= Clause Four Group =

British student politics group

Clause Four was a group in British student politics in the 1970s and 1980s, set up to oppose Militant in the National Organisation of Labour Students (NOLS).

It backed the Tribune group of Labour MPs, working in the mainstream of the Labour Party, and had a range of views on the democratic socialist left of the Labour Party. It supported the Alternative Economic Strategy, the liberation movements in Southern Africa and Palestine, and deepening equality in society on grounds of sex, race and sexual orientation. Andrew Marr wrote in 1987 that Clause Four members "made hostility to Trotskyism their hallmark".

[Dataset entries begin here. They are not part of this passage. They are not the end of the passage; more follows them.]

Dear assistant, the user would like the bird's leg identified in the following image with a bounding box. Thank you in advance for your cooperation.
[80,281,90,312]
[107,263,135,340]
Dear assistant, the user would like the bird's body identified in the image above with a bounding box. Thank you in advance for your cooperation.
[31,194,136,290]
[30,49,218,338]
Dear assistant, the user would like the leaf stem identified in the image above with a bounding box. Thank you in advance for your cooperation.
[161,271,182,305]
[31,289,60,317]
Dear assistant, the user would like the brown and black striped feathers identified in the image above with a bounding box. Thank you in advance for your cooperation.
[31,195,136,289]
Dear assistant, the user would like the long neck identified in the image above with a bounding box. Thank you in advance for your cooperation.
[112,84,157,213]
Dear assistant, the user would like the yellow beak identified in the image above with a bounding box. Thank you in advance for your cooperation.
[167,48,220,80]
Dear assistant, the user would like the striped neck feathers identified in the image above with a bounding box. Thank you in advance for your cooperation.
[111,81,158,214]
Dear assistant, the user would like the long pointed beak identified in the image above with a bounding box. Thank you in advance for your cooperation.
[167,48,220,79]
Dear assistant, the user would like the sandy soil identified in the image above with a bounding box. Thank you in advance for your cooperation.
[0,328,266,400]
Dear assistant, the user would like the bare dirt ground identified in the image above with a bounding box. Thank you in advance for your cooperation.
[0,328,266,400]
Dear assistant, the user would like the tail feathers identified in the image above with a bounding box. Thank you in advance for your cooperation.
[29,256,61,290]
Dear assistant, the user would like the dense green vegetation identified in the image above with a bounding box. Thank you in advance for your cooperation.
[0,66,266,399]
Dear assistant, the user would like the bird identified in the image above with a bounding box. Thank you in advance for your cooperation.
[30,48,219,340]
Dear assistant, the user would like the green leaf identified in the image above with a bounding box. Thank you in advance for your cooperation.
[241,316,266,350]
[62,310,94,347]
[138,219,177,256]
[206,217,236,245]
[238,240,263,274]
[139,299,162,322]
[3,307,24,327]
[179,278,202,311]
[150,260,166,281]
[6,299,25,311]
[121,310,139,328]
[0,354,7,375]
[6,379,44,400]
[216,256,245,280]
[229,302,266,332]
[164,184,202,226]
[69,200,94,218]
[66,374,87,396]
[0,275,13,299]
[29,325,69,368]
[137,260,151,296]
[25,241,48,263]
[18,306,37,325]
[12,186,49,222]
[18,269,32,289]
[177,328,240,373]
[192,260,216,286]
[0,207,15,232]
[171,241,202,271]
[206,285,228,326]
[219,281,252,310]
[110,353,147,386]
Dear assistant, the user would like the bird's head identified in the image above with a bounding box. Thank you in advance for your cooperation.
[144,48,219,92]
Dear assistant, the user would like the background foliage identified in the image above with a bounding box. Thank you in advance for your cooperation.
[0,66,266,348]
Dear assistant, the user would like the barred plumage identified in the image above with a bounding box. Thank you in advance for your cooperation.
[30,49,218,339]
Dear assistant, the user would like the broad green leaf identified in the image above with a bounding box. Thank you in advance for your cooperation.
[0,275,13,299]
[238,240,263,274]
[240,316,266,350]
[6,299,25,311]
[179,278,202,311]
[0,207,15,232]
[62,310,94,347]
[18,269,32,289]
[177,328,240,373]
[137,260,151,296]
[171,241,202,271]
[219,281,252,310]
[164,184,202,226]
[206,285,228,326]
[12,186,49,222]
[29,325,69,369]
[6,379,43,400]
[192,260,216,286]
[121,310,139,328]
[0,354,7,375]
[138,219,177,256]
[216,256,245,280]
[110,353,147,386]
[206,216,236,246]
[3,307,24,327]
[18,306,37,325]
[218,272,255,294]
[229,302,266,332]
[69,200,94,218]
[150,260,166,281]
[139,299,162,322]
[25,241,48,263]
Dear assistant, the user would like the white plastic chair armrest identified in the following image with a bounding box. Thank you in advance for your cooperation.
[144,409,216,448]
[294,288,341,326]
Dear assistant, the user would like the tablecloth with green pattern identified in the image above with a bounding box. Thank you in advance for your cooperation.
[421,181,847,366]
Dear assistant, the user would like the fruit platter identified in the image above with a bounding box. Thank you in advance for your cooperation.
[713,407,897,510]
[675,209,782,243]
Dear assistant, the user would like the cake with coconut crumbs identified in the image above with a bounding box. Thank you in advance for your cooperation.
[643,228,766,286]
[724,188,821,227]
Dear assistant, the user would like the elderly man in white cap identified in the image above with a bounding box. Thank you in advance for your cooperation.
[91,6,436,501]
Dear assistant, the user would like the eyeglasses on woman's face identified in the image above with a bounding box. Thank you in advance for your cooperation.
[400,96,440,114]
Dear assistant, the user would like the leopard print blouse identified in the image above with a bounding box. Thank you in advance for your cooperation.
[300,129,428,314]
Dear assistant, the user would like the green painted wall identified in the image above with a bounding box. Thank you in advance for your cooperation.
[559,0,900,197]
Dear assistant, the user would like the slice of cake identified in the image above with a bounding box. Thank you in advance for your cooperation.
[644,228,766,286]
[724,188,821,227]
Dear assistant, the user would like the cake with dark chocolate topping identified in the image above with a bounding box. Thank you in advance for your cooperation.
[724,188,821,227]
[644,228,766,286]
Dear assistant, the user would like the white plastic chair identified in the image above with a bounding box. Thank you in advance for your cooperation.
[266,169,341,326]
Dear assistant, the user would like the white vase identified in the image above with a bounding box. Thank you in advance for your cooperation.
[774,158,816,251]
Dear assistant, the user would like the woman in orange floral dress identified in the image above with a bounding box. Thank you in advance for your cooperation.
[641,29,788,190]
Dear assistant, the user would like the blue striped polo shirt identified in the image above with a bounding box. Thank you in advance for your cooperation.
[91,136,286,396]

Clause Four won the National Organisation of Labour Students from Militant in December 1975, turned NOLS towards the mainstream in the student movement, and had a presence in the Labour Party Young Socialists.

People who were involved in Clause Four include Labour MPs Fraser Kemp, Mike Gapes, Alan Whitehead, John Mann, John Denham, Mark Lazarowicz and Margaret Curran, and MSPs Johann Lamont and Sarah Boyack.

Many of those involved in Clause Four subsequently became active in the Labour Co-ordinating Committee. Clause Four was wound up at a special meeting in London in 1991 and its remaining funds donated to Tribune and the Labour Party.